Responsável pelo roteiro, o escritor negro Rob Edwards(1) afirmou que os principais valores do filme são a presença dos melhores profissionais em animação disponíveis no mercado, a qualidade excepcional dos números musicais e os personagens que podem ser identificados com pessoas comuns. Edwards diz imaginar que um casal pode estar assistindo ao filme e quem sabe a esposa não cutuca o braço do marido e diz que um personagem se parece com ele.
O roteirista também declarou que preferiu não se fixar tanto na expectativa de estar preparando algo de valor monumental e se concentrar na idéia de contar uma história honesta cujo enredo gira em torno de duas pessoas especiais, que se encontram e se apaixonam. “Eu queria uma história que pudesse ser contada aos meus amigos e meus amigos pudessem contar essa história aos seus filhos e filhas”.

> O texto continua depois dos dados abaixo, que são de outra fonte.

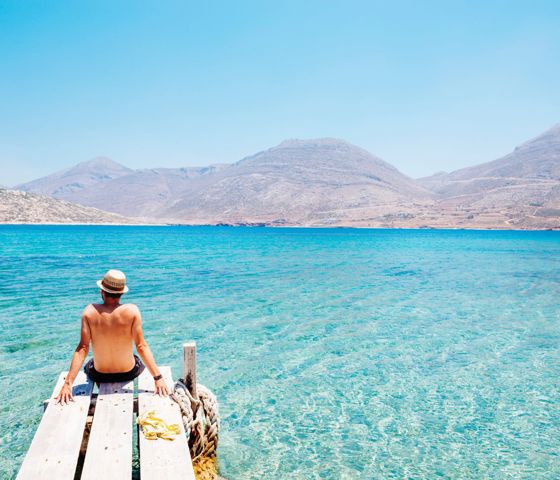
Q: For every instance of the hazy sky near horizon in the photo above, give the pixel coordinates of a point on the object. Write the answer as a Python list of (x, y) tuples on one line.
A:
[(427, 86)]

Foi isso que disse Edwards na entrevista, esse é o limite do seu desejo. Edwards deveria ter previsto que quando as duas pessoas especiais são não-brancas a história envolve mais que paixão. O enredo passa a ter também percepções sobre as relações étnico-raciais e as zonas em que isso se acirra, como ancestralidade e religiosidade. Nesse caso, Edwards repetiu clichês de marginal e mãe preta ou preta velha na construção dos personagens, basta observar dois deles, o Dr. Facilier e Mama Odie.
Concordo com Rob Edwards que a qualidade técnica do filme é irretocável. E, ao que parece, isso não dependia dele. Acredito até que ele seja um roteirista talentoso, saiba narrar bem uma história. Mas ao final, de algum modo, sua estrela forte, capaz de brilhar a ponto de levá-lo ao maior e melhor estúdio de animação do mundo e dos nossos sonhos, deve ter sido momentaneamente apagada e sucumbiu ao racismo na hora de produzir o roteiro de “A princesa e o sapo”.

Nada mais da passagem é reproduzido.